But the other outcome from the Bob Brown meeting was the encouragement to the Greens to listen to what Jews have to say and the issues that impact them, particularly when it comes to Israel, as well as how Israel balances decisions in an increasingly unstable region and with a world increasingly frustrated and demanding a just outcome for Palestinian Arabs and for Israel to meet it’s human rights obligations.
Meanwhile, the Greens have helped stop the ridiculous Malaysia solution for the offshore processing of asylum seekers. Jews, having always been interested in social justice, would in my view relate to this, especially when, as of March 2012, there were 1,023 children in all forms of detention.
I have a strong sense of the importance of education, again a very Jewish philosophy. In my mind, the Greens, and in particular the people I speak to, talk of the need to invest in fixing the structural deficiencies within our education system and to prioritise the education of our children by properly applying proceeds in our affluent society.

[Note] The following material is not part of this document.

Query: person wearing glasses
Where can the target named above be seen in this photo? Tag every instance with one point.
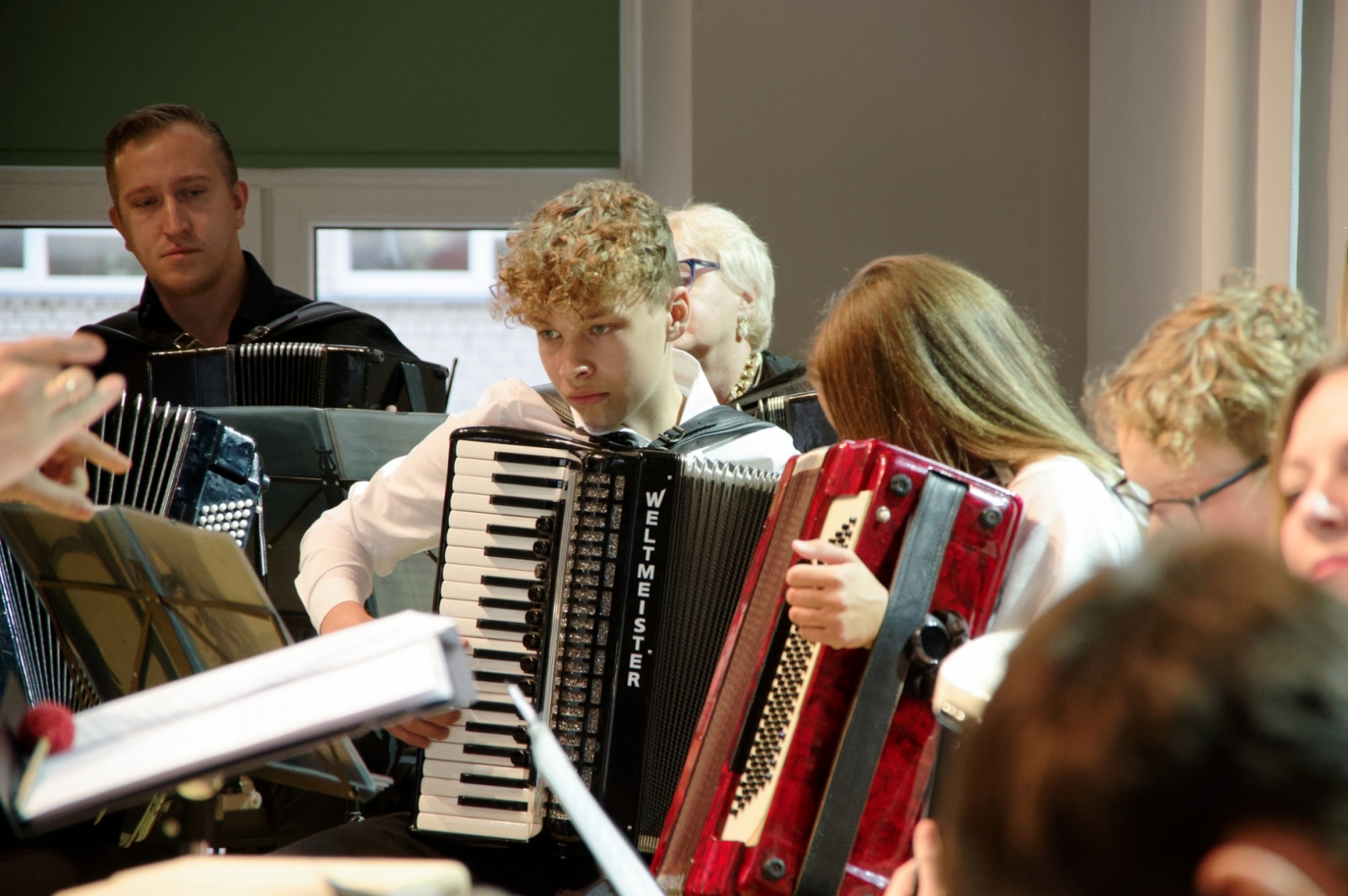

Finally, it is fundamentally clear my mind that as the world approaches the limits on fossil fuel production, as the cost of fossil fuels increase, and as the demand for cleaner air becomes louder, cities and transport systems that depend on fossil fuels will need to adapt. I feel the Greens are the only political force driving this change. Our congested environment is putting stress on resources such as water and food, and again it is the Greens demanding change. These issues are just as relevant to Australia as they are to Israel. In the new Green paradigm, global security, including economic and human risks, will depend on a political will to confront and change ideas and bring about innovation and reinvention of society in order to be able to deal with those risks.
Senator Richard Di Natale has been invited to speak at Limmud Oz on Monday 11 June from 3:45pm – 4:45pm. His session will be an opportunity for the Jewish community to engage with the Greens and to put their concerns to him as well as to clarify any concerns with the Greens’ policy agenda, including pollution taxes, mining tax, dental plans, animal rights, marriage equality bill etc. I encourage attendees to come and say hello.